With a fresh presidential election slated for Tuesday, friends of the courts view the unfolding spat as an attack on the independence of the Judiciary.

On the question who is holding the courts accountable, as they hold everyone to account, constitutional lawyer Edge Kanyongolo, from the University of Malawi (Unima), says the question presupposes that the courts have inadequate checks and balances, but the Executive have an arsenal of accountability it can use to stop delinquent judges.

He asks the President: “You have a gun in your hand, why are you not firing?

“You cannot be asking ‘who’ll shoot the robber?’ when you have a gun. Just pull the trigger.”

Kanyongolo says the accountability tools include moving Parliament to impeach delinquent judges “if there is proof”.

Parliament’s Legal Affairs and Public Accounts committees also summons the registrar of the Judiciary to explain its spending and administrative decisions, says the scholar.

“In terms of individual accountability, when a judge or a magistrate gets a bribe or twists the law, the Judicial Service Commission (JSC) can dismiss them. At worst, Parliament can impeach an errant judge.

“If the President feels the judges abused their power in the elections case, it is incumbent on him to invoke Section 119 of the Constitution to initiate impeachment. Why is he not using this accountability tool?

“If anything goes wrong, it will be seen as an abuse of the process to gag judges. I suspect that the Executive found this route futile because it is not easy to remove a judge,” explains Kanyongolo.

Commenting on Mutharika’s allegation of a ‘judicial coup’ Malawi Law Society (MLS) honorary secretary Martha Kaukonde said in an interview on Thursday, in the absence of information justifying the assertion, they don’t know if the claim has merit or not.

Said Kaukonde: “The President has not disclosed what information he has to justify the allegation of a coup detat. If there is such information, the President is quite aware that any judge can be removed for incompetence or misbehaviour following due processes set out in Section 119 of the Constitution.

“Without the President providing any information justifying the allegations of a judicial coup and with him taking steps under the Constitution, the allegations have not merit at all.”

In 2001, Parliament drew criticisms for impeaching justices Dunstan Mwaungulu, Anaclet Chipeta and George Chimasula Phiri for allegedly favouring opposition parties.

The ‘rebel judges’ were later reinstated following both local and international protests against harassment of judges amid Parliament debate over a push to extend the presidential term limit beyond 10 years.

Law Professor Garton Kamchedzera, from Unima, says calls to accountability place a duty on the aggrieved party to give proof.

“Is there any evidence against the judges the President wants to account to him or Parliament? This is a political statement and the judges shouldn’t be dragged into politics,” he states.

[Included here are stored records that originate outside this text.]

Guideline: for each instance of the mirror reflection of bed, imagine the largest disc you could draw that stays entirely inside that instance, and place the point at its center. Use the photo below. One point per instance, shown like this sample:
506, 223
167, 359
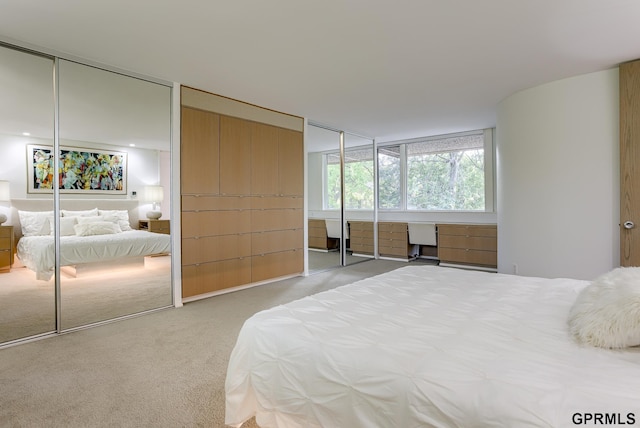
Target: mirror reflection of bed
102, 276
99, 112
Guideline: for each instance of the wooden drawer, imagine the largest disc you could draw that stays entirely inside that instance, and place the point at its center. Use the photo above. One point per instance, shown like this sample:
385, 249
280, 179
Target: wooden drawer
279, 240
391, 228
486, 243
5, 259
211, 223
315, 242
214, 203
361, 227
276, 264
5, 244
6, 231
210, 248
393, 250
214, 276
160, 226
472, 257
471, 244
468, 230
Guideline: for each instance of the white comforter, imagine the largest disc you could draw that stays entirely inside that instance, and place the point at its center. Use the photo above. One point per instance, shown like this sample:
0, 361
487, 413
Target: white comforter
38, 253
428, 346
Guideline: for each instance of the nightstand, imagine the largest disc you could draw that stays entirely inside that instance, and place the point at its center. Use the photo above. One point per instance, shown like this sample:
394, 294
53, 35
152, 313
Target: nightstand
157, 226
6, 248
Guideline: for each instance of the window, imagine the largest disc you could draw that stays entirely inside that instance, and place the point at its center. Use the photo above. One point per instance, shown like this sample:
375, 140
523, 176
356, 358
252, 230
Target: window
358, 179
438, 174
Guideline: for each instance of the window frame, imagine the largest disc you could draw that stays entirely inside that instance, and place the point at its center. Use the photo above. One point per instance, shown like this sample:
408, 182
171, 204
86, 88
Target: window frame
489, 173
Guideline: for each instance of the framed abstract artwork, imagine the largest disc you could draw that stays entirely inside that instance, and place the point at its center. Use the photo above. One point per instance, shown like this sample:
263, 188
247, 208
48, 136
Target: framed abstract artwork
87, 171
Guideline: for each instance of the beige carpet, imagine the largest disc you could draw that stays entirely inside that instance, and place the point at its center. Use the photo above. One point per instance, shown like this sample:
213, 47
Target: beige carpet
163, 369
27, 306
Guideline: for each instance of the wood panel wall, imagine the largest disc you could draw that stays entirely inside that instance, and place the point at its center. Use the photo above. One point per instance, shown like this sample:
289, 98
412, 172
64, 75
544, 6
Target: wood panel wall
630, 162
242, 194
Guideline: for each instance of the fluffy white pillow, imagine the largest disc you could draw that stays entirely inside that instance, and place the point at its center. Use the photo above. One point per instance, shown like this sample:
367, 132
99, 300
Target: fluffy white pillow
607, 312
35, 223
90, 219
79, 213
96, 228
121, 217
66, 225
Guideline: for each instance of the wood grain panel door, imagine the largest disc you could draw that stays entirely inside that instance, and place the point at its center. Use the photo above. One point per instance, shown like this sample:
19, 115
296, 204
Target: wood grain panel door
235, 156
199, 148
630, 164
264, 159
291, 162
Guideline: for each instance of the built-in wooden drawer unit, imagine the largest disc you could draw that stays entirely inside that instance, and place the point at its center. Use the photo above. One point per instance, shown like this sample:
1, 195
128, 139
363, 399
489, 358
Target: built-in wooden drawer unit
361, 237
6, 248
393, 240
468, 244
275, 265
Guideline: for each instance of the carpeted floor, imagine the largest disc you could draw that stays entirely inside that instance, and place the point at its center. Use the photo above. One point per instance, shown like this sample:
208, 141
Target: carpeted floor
27, 305
162, 369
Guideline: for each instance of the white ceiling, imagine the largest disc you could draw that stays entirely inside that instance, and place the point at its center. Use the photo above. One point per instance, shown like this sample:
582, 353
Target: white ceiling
385, 69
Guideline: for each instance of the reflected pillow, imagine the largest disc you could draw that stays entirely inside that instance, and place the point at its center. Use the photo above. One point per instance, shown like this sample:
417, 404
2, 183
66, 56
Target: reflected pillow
90, 219
121, 217
607, 312
35, 223
96, 228
66, 225
79, 213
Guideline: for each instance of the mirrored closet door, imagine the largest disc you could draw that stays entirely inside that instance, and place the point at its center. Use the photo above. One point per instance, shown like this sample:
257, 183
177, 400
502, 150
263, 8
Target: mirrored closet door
339, 234
359, 197
87, 235
114, 170
27, 304
323, 178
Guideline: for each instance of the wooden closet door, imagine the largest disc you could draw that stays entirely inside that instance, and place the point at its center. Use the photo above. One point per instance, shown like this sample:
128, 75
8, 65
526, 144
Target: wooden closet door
264, 159
291, 162
199, 152
629, 160
235, 156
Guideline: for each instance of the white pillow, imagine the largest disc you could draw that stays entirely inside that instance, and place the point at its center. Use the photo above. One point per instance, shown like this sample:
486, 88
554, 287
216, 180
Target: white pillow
607, 312
66, 225
79, 213
35, 223
90, 219
96, 228
117, 216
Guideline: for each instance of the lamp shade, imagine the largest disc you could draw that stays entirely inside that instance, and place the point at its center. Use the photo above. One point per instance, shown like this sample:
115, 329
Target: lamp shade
154, 193
5, 193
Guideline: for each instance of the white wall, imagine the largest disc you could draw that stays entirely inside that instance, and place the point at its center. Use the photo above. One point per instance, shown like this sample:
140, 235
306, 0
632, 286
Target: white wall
558, 185
144, 167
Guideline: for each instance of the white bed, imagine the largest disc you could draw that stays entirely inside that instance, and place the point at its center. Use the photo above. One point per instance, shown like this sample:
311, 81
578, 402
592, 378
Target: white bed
37, 252
428, 346
89, 239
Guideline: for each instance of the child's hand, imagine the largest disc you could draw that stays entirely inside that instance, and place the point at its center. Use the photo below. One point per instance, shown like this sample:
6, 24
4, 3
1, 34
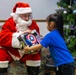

He further explains: “The five judges in the Constitutional Court took oath and considered facts and the law. The President appealed because he believed that the seven Supreme Court judges would decide in his favour.

“Had the appeal gone his way, would he have made these remarks against the judges? If everyone who loses a case made these wild allegations, it would erode the credibility of the courts, which is dangerous for democracy.”

Governance expert Henry Chingaipe says no arm of government is stronger than the other, but the raging stand-off is more political than administrative.

He faults the Executive for overstepping its requirement to provide checks and balances to the Judiciary.

“Who watches the watcher?’ is a good question because, in democracy, everyone has to account to someone. Within the principle of separation of powers, there are mechanisms for holding the Judiciary accountable and forcing people to go on leave is not part of this,” he says in reference to Muhara’s letter to the Chief justice.